На этот вызов Блажек не рассчитывал. После разговора с штурмбаннфюрером о Мрачеке ему стало ясно, что Обермейер чем-то встревожен, возможно подозревает подвох со стороны Блажека. Не случайно же Обермейер скрыл от него, что лондонские гости обнаружены и перебрались в Прагу, что к ним подведен поручик Кулач.
«Возможно, получены какие-нибудь сведения о Мрачеке, — раздумывал Блажек. — Или он попал в руки гестапо. Все может быть. Но где его схватили? Здесь, когда он уже вернулся, или еще в Словакии?
Ведь он должен был явиться не только к Голяну, но и к видным руководителям восстания — коммунистам. Его могли выследить. Или, может быть, случилось что-нибудь с Каро? Не проследило ли его гестапо, когда он входил в дом поручика Кулача? Правда, я не спускал глаз с поручика в тот день. Но разве можно уберечься от промахов и случайностей? Хорошо бы узнать, дома ли сейчас Каро. Как это сделать?»
Голова шла кругом. Чем больше он думал, тем мрачнее становились его предположения. Возможно, Обермейер уже установил наблюдение за домом Блажека. Если это так, то он обнаружил и Ярослава и Антонина.
— Черт его знает, что и думать! — выругался Блажек, чувствуя, как весь покрывается холодной испариной. — В хорошенькую я попал переделку!
В кабинете у Обермейера сидел его подчиненный. Это не помешало Обермейеру принять Блажека. Он попросил Яна присесть, не отрывая глаз от документа, который принес ему подчиненный.
За эти несколько минут ожидания Блажек сумел взять себя в руки. Самообладание вернулось к нему.
Штурмбаннфюрер поставил свою подпись и отдал документ подчиненному. Когда они остались одни, Обермейер поднял глаза на Блажека.
— Серьезно боюсь, что с моими лондонскими снобами наживу себе нервный тик, — сказал он и, выйдя из-за стола, встал в излюбленную позу: руки в карманах, длинные ноги широко расставлены, голова опущена.
Блажек нашел для себя более выгодным промолчать, но на лице изобразил недоумение. Тон, в котором Обермейер начал разговор, и его первая фраза ничего тревожного не предвещали.
— Вам известно о том, что капитан и поручик перебрались в Прагу? — спросил Обермейер.
Нет, Блажек этого не знает. Впрочем, по отдельным репликам капитана можно было догадаться о его планах перебраться в Прагу. Блажек так и ответил, заметив про себя, что Обермейер, видимо, не хочет обходить его.
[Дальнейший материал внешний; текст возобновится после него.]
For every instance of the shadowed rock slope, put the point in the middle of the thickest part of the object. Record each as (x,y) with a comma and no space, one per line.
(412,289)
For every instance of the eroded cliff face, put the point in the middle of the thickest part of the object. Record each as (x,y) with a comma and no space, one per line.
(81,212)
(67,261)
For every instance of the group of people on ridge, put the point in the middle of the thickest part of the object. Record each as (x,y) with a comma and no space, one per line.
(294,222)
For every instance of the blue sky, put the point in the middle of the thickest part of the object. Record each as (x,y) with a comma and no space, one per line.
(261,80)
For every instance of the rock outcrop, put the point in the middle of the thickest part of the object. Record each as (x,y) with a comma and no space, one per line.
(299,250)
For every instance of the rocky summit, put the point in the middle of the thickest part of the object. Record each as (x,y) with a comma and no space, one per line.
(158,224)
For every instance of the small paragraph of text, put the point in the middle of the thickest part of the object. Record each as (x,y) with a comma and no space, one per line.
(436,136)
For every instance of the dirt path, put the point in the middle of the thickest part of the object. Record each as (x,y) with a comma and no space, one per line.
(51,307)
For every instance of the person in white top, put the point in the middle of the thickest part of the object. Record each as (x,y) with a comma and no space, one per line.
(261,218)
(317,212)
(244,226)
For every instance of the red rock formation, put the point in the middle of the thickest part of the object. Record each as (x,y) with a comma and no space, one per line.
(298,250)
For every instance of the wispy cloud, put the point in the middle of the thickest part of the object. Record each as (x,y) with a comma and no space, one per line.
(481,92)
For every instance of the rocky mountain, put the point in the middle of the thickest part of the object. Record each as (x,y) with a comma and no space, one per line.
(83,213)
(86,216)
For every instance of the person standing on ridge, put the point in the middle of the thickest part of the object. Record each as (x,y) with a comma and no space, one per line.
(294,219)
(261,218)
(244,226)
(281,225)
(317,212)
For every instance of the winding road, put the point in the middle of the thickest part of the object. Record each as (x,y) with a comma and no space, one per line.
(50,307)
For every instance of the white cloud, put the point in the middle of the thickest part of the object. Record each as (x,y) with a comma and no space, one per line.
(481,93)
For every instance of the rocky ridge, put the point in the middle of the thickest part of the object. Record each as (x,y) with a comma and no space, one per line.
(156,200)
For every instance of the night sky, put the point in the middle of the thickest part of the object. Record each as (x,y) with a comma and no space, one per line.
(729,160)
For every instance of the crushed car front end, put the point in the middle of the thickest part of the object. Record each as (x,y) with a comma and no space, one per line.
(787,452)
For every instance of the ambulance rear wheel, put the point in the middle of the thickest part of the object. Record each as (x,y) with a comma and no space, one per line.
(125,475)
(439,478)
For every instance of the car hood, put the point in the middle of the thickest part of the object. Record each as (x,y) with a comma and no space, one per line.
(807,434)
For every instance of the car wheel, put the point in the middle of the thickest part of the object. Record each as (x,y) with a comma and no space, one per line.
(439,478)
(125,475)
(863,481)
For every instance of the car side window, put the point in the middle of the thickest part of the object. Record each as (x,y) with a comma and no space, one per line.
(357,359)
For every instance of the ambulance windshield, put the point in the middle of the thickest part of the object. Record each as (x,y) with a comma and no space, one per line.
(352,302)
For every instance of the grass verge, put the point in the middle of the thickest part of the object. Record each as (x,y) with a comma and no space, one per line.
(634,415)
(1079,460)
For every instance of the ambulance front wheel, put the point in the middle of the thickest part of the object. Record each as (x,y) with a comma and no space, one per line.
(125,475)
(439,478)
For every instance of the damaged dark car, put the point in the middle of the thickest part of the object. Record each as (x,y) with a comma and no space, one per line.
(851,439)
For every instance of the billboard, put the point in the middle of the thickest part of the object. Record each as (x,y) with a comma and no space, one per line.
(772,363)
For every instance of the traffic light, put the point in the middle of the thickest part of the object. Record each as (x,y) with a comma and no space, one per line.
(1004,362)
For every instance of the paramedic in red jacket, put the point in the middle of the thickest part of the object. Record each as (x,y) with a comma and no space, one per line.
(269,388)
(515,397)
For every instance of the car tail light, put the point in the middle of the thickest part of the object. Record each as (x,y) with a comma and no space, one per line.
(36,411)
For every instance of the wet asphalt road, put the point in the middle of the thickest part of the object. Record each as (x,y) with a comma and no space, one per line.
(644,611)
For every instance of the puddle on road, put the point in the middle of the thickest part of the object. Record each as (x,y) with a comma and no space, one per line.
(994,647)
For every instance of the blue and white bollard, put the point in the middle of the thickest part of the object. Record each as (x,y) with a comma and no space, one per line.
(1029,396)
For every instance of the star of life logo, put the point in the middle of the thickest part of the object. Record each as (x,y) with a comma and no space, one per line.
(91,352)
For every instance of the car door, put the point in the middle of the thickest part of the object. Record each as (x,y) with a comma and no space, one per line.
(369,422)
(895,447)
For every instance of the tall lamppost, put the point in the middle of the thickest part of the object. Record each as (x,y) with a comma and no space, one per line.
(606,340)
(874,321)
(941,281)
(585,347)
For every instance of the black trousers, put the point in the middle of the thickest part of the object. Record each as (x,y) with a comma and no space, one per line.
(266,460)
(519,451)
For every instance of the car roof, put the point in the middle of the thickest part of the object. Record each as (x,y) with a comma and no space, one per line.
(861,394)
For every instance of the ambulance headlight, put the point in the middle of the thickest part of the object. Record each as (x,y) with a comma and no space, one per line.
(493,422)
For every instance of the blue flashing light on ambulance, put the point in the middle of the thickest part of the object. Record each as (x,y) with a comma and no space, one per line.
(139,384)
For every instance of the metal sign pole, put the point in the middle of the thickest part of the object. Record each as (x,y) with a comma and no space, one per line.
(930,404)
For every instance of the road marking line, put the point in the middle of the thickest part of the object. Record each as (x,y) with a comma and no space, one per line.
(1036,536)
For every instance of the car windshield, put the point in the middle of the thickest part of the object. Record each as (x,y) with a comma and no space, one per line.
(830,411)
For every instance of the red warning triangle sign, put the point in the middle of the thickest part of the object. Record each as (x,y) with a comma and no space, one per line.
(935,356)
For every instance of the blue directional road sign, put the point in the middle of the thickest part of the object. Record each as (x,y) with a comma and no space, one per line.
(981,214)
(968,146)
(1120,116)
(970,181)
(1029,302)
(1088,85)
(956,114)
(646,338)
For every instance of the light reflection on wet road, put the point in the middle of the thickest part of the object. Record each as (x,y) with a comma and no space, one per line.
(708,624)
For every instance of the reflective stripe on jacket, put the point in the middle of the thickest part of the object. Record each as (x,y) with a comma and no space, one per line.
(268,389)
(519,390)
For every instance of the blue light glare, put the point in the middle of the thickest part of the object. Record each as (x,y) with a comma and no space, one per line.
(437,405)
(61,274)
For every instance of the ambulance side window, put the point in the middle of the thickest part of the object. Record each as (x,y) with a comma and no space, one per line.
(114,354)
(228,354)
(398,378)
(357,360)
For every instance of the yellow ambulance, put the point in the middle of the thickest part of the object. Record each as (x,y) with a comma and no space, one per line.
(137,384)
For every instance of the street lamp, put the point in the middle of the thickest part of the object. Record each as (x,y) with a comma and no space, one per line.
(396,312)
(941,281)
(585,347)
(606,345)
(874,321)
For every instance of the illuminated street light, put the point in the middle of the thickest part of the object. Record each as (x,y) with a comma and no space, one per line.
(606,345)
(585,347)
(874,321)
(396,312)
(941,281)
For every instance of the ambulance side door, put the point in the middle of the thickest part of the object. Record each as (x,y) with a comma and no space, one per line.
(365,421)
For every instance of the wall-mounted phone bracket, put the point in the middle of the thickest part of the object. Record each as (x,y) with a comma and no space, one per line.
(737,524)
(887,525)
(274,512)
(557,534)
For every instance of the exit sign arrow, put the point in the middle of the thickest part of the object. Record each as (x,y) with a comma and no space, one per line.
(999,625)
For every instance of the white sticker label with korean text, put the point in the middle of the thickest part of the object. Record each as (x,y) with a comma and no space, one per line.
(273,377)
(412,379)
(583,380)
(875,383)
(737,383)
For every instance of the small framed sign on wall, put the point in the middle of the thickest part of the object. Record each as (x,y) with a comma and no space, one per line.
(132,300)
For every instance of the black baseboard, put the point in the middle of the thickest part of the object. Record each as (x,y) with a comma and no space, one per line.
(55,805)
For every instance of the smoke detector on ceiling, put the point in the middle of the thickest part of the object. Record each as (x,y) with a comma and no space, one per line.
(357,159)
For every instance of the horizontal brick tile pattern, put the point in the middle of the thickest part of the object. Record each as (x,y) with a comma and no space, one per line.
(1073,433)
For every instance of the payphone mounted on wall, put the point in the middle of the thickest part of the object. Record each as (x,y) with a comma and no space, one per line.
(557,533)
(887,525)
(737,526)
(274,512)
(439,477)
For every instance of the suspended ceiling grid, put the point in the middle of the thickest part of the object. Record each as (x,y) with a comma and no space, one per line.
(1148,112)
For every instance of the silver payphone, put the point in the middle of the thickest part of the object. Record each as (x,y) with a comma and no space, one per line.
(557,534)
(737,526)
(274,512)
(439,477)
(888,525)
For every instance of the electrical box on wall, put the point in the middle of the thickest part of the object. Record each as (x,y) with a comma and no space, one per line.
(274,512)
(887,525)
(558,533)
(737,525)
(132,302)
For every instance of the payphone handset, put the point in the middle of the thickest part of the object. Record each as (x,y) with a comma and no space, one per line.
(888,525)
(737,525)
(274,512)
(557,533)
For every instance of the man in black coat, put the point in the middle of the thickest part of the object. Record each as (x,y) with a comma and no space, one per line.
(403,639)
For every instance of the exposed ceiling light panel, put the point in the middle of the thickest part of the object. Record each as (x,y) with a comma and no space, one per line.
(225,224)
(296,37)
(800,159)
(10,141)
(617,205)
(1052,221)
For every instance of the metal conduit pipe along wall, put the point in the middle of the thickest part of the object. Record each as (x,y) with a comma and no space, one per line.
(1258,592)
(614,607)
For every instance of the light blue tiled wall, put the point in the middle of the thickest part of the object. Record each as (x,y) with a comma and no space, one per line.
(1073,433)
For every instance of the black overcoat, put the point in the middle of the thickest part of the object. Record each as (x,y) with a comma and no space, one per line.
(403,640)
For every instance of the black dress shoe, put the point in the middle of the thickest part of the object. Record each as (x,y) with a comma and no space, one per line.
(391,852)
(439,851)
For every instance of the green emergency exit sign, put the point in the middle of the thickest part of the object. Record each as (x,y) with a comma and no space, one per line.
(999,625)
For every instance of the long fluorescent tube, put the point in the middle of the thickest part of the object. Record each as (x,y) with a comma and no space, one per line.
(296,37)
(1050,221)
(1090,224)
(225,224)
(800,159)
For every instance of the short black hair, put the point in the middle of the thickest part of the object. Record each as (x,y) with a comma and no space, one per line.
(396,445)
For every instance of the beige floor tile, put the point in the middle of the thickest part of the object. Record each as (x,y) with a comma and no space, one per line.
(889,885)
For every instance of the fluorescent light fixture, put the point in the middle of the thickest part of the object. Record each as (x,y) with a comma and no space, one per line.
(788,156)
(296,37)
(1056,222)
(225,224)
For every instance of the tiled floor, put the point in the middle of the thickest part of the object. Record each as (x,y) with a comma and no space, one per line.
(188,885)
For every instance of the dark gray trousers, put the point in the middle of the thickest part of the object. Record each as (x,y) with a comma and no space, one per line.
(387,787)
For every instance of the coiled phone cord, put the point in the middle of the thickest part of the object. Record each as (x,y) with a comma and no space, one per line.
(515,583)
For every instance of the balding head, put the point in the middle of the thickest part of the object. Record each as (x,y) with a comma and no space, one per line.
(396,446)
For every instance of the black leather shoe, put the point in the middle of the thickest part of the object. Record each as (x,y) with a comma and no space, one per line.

Надо думать, Кулач сильно насолил штурмбаннфюреру.
Обермейер держал себя внешне ровно, куда ровнее, чем в прошлый раз. Это тоже успокаивало Блажека.
— Их пригрел в своем доме какой-то поручик Кулач, — продолжал Обермейер, не догадываясь, какое удовольствие доставляет своими словами Блажеку.
— Как вы сказали, господин штурмбаннфюрер? Кулач?
— Именно.
— Не Ярда ли Кулач?
— Кажется, Ярда.
— Гм… Да… Любопытно, — как бы самому себе пробормотал Блажек.
— Что любопытно? — спросил Обермейер.